On the other hand, when <node number> obtained from the nearest classification view V18 (FIG. 19) does not exist in this external combination, the first-stage candidate view V19 (FIG. 20) and the most upstream node number view V16 (FIG. 17) can be combined using <problem occurrence process ID> and <origin process ID> as combination keys, and <most upstream node number>+1 obtained from the most upstream node number view V16 (FIG. 17) can be obtained as <first-stage node number>.

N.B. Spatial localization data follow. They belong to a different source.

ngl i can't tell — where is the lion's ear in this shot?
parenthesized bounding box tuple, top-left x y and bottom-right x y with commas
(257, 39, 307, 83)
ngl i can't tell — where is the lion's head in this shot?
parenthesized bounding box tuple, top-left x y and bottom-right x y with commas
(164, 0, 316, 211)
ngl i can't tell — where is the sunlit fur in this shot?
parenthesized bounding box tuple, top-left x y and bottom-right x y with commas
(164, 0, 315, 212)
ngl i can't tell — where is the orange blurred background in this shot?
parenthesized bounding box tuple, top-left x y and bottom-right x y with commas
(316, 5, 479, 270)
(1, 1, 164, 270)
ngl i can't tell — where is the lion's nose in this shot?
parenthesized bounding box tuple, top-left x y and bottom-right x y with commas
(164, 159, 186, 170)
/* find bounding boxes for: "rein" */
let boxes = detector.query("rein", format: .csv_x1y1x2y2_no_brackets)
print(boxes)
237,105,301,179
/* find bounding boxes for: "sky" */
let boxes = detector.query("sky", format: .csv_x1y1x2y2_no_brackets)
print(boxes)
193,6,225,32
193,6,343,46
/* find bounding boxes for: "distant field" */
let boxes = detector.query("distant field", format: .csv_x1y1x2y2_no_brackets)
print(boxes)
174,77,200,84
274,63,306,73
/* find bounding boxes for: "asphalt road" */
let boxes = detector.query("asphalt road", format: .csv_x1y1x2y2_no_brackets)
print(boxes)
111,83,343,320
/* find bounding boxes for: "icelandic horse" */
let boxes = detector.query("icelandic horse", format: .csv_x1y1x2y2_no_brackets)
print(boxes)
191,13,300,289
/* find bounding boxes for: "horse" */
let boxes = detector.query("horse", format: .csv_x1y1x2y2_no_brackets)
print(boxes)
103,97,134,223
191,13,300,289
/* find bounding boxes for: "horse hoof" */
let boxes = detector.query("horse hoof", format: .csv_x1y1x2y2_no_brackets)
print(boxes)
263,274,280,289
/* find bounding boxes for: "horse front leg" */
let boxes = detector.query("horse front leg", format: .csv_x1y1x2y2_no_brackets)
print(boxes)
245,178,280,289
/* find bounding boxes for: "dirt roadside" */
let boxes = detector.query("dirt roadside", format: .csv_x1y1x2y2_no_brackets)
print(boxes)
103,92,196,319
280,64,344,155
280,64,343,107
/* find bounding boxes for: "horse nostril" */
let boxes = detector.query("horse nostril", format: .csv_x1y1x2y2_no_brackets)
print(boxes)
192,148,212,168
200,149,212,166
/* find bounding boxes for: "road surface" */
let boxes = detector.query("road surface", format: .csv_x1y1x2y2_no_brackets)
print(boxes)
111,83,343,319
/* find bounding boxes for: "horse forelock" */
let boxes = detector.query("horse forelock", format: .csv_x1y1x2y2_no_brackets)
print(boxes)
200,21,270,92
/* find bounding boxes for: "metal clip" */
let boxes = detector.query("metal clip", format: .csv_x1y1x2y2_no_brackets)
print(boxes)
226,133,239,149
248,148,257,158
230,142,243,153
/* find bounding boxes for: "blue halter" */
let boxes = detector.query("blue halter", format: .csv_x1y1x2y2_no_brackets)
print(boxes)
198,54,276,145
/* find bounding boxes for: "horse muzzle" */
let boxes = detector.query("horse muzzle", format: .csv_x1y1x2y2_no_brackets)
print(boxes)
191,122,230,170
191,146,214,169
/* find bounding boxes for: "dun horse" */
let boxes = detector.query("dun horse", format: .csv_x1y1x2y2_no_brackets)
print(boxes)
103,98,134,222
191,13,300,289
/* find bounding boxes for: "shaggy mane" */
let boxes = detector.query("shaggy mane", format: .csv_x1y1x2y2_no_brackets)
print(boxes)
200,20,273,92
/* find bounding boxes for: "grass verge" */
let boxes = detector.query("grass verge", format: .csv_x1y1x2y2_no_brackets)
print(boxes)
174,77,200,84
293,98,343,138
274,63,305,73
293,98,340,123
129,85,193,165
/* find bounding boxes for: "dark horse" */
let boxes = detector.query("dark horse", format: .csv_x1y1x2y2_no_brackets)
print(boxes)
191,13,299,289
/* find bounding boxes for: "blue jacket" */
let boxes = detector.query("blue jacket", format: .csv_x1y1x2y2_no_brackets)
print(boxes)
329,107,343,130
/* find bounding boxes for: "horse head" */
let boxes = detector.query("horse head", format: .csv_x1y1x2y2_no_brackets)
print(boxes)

In the sample of the first embodiment, for example, for a record of <first-stage knowledge ID>=“AX02” and <classification ID>=“KT1” of the first-stage candidate view V19 (FIG. 20), a process record of “<origin process ID>=‘P10711’ ‘and’ <classification ID>=‘KT1’” do not exist in the nearest classification view V18 (FIG. 18). Therefore, <first-stage process ID> remains blank. Further, from the most upstream node number view V16 (FIG. 17), since <most upstream node number>=“4” (FIG. 18) of <origin process ID>=“P10711”, <first-stage node number>=4+1=“5” is obtained.
[Knowledge Record Extraction: Second Stage (First Second Search)]
In step S6, the knowledge record strongly related to the knowledge record obtained in the first-stage arrangement order determination view V20 (FIG. 21) is extracted from the knowledge table T8 (FIG. 9), and the second-stage candidate view V22 illustrated in FIG. 23 is generated.
In the second-stage candidate view V22, <first-stage process ID>, <first-stage knowledge ID>, <first-stage node number>, <second-stage knowledge ID>, and <second-stage classification ID> are associated with each other.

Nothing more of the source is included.